Parmi les nombreux malheurs affligeant l’espèce humaine, la nécessité de varier son alimentation – contrairement à la vache par exemple – est l’un des plus paradoxaux : il nous faut sans cesse manger (ou boire) du « nouveau », mais en même temps le changement nous effraie (ce que les sociologues appellent la « néophobie »). Il est donc indispensable aux marketers à la fois d’étonner et de rassurer – ceux de Nespresso, le plus grand succès de la décennie, l’ont fait de main de maître.

Visiblement, la nouvelle boisson dont nous parlons n’a choisi que d’étonner, voire de provoquer : une catégorie inconnue (« boisson maltée à base de bière »), un packaging incertain (entre le vin et la bière), une couleur indéfinie…

Loin de clarifier l’offre, le nom la rend encore plus opaque : Trop c’est d’abord « Saint-Tropez ». Mais comment le comprendre quand on effectue une abréviation au carré (de « Saint-Tropez' » à « Saint-Trop », puis à « Trop ») ?

Trop, c’est aussi l’interjection qui, dans le langage « jeune », manifeste le contentement et l’admiration : « c’est trop »,  » trop fort », etc.

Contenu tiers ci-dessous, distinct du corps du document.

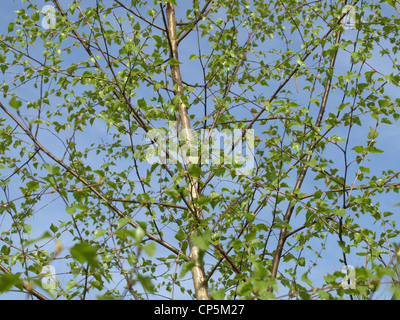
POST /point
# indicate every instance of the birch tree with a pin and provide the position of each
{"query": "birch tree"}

Mais une des lois du naming consiste à privilégier le point de vue de la marque sur celui du consommateur (peu d’exceptions, sinon le « Je ne peux pas croire que ce n’est pas du beurre » d’Unilever). Quant au féminin de la signature « la rosée de Provence », il ajoute encore à l’incertitude.

Faire de l’innovation, ce n’est pas confronter le consommateur au chaos ; malheureusement Trop sera sans doute « too much » pour lui.